Data Analysis and Statistics
Statistical analysis for Data+. Descriptive statistics: mean (average — sum/count, sensitive to outliers), median (middle value — resistant to outliers, preferred for skewed distributions like income), mode (most frequent value — useful for categorical data), range (max - min), standard deviation (average distance from mean — larger SD = more spread), variance (SD squared). Distributions: normal distribution (bell curve — mean = median = mode, 68-95-99.7 rule for 1/2/3 SDs). Skewness: right skew (tail on right, mean > median — income data), left skew (tail on left, mean < median). Correlation: measures relationship strength between two variables — correlation coefficient (r) from -1 to 1. Positive correlation (as X increases, Y increases), negative correlation (as X increases, Y decreases), r = 0 means no linear relationship. Correlation is not causation — a third variable (confounding variable) may explain both. Regression: predict the value of a dependent variable from one or more independent variables — linear regression fits a straight line to the data. Hypothesis testing: null hypothesis (H0 — no effect, no difference), alternative hypothesis (H1 — there is an effect). P-value < 0.05 (or chosen alpha) = reject null hypothesis — the result is statistically significant.
Data Visualisation and Reporting
Choosing the right visualisation is a core Data+ competency. Chart types: bar chart (compare categories — best for comparing discrete groups), line chart (show trend over time — best for continuous time-series data), scatter plot (show relationship between two numeric variables — correlation visualisation), pie chart (show proportions of a whole — limited to 5-7 slices maximum, use bar chart for more), histogram (show distribution of a single continuous variable — binned frequencies), box plot (show distribution statistics — median, quartiles, outliers — compare distributions across groups), heat map (show matrix data with colour intensity — good for correlation matrices), waterfall chart (show cumulative effect of positive and negative changes — financial P&L). Visualisation best practices: match chart type to data type and question, eliminate chart junk (3D effects, unnecessary gridlines, decorative elements), use colour purposefully (not for decoration — use to highlight, to encode a third dimension, or for categorical grouping), always label axes, include data source and date. Dashboard design: executive dashboards show KPIs and trend indicators; operational dashboards show real-time metrics; analytical dashboards allow drill-down exploration.

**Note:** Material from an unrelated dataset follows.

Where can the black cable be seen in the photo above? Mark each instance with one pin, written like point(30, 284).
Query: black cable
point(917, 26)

Data Governance and Ethics
Data governance ensures data is trustworthy, secure, and used appropriately. Data governance programme: data catalogue (metadata inventory of all data assets — what exists, where it is, what it means, who owns it), data lineage (tracking data from origin through transformations to final use — essential for debugging data quality issues), data classification (sensitivity labels: public, internal, confidential, restricted — drives access controls and retention policies), master data management (MDM — single authoritative source for key business entities: customer, product, employee — prevents duplicates and inconsistencies across systems). Data privacy regulations: GDPR (EU — consent required, right to access, right to erasure, 72-hour breach notification, applies to EU citizens globally), CCPA (California — opt-out of sale, right to know, right to delete, applies to California residents), HIPAA (US healthcare — PHI protected, covered entities and business associates). Data ethics: data collection (only collect what you need — data minimisation), data use (only use data for stated purposes — purpose limitation), fairness (examine training data and model outputs for bias), transparency (be clear about how data is used and decisions are made).